Présenté par le New Yorker comme « Le Géant oublié de la littérature américaine », William Melvin Kelley (1937 –2017) était un romancier et auteur de nouvelles afro américain. Il était aussi professeur d’université. Son roman le plus connu est celui de ses débuts A Different Drummer, publié en 1962 et traduit cette année chez Delcourt littérature. Un autre tambour « pose de façon inédite (et incroyablement gonflée pour l’époque) la « question raciale ». Une histoire alternative, féroce et audacieuse, un roman choc, tant par sa qualité littéraire que par sa vision politique. »(extrait de la présentation de l’éditeur- nouvelle fenêtre)

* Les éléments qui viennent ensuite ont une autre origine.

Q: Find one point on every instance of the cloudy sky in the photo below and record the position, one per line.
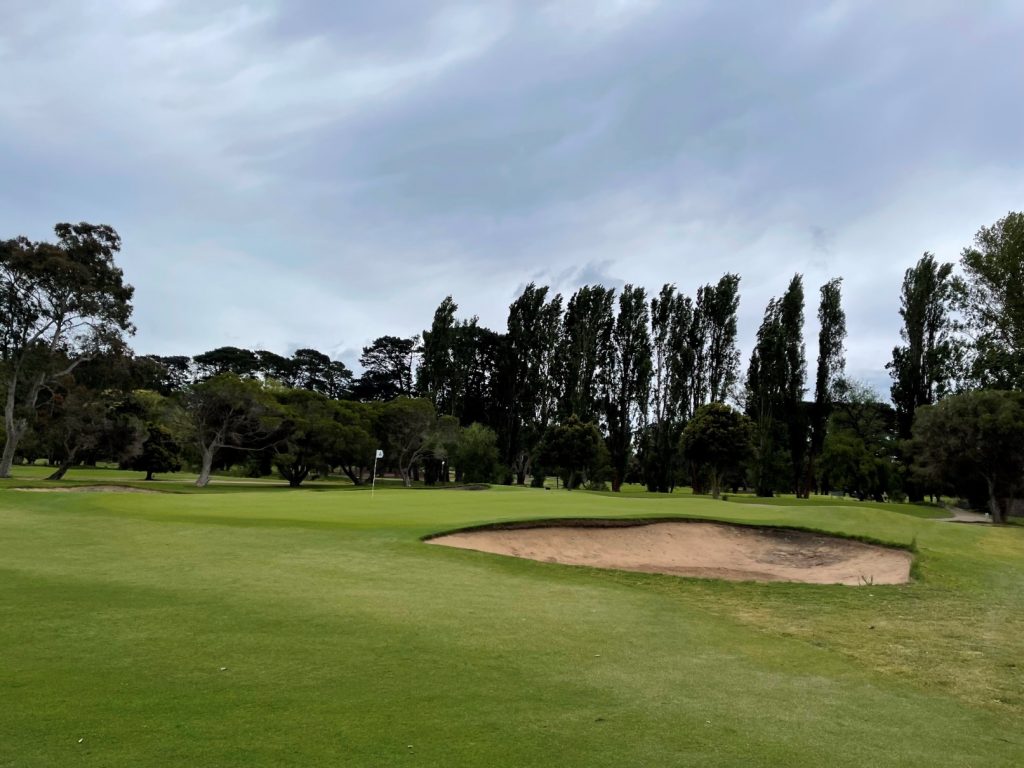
(317, 172)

  • Un roman du prix Nobel de littérature 2014

Belle cuvée pour cette rentrée avec la livraison du nouveau roman de Patrick Modiano qui revient avec Encre sympathique, sur lequel son éditeur, Gallimard, reste très énigmatique mais qui d’après ce que l’on peut lire ça ou là, serait « une enquête sur une disparition mystérieuse, non élucidée depuis des années », sujet modianesque s’il en est :

Trente ans après son passage dans l’agence Hutte, Jean Eyben réouvre le dossier qu’il avait gardé sur la disparition jamais élucidée de Noëlle Lefebvre. Il contient peu de choses. Son adresse 13, rue Vaugelas dans le 15e arrondissement, celle du Dancing de la Marine et celle des magasins Lancel, place de l’Opéra, où elle travaillait. Quelques noms… (extrait de l’article du Figaro, Que sait-on d’ »Encre sympathique », le nouveau Patrick Modiano annoncé pour octobre? – nouvelle fenêtre)
  • Des écrivains mis en abime

Cette année, on note un certain nombre d’ouvrages dont le narrateur ou le héros est un écrivain ou au minimum un familier des livres  :

♦ un romancier chez Lionel Duroy qui dans Nous étions nés pour être heureux semble entamer un étape de réconciliation dans l’histoire familiale qu’il déboulonne depuis Le chagrin,

♦un auteur quarantenaire que l’on suit depuis quelques romans  chez Olivier Adam mais qui est à présent en perte de vitesse dans Une partie de badmington,

une apprentie romancière dans Souvenirs de l’avenir de Siri Husdvedt (qui revient à la fiction après plusieurs publications d’essais),

une auteur en reconversion : partie conquérir Reykjavik et la littérature, elle va finalement se présenter à l’élection de reine de beauté dans Miss Irlande d’Audur Ava Olafsdottir,

♦un écrivain énigmatique après lequel court le narrateur de Chercher Kinski, 1er roman d’Arthur Terrier,

♦un romancier nostalgique dans un rôle d’accompagnant chez Morgan Sportès dans Si je t’oublie,

un écrivain maudit qui devient enquêteur aux côtés d’un historien chez Aurélien Bellanger dans Le continent de la douceur,

♦une libraire malade atteinte d’un cancer dans Une joie féroce de Sorj Chalandon,

des lecteurs anonymes  à l’honneur dans l’essai de Patrick Deville, L’étrange fraternité des lecteurs solidaires. 

  • Des exofictions

Ce terme barbare est né dans les années 2010 pour désigner un « genre littéraire qui crée des fictions à partir d’éléments du réel, mettant souvent en jeu des personnages célèbres » (source Actualitté -nouvelle fenêtre) : ainsi on pourra lire la vie de Frida Kahlo dans Rien n’est noir de Claire Berest, celle de Gaulle sous la plume de Georges-Marc Benamou dans Le général a disparu, de Marlon Brando pour Samuel Blumenfeld, ou de Debbie Harry par Julien Decoin…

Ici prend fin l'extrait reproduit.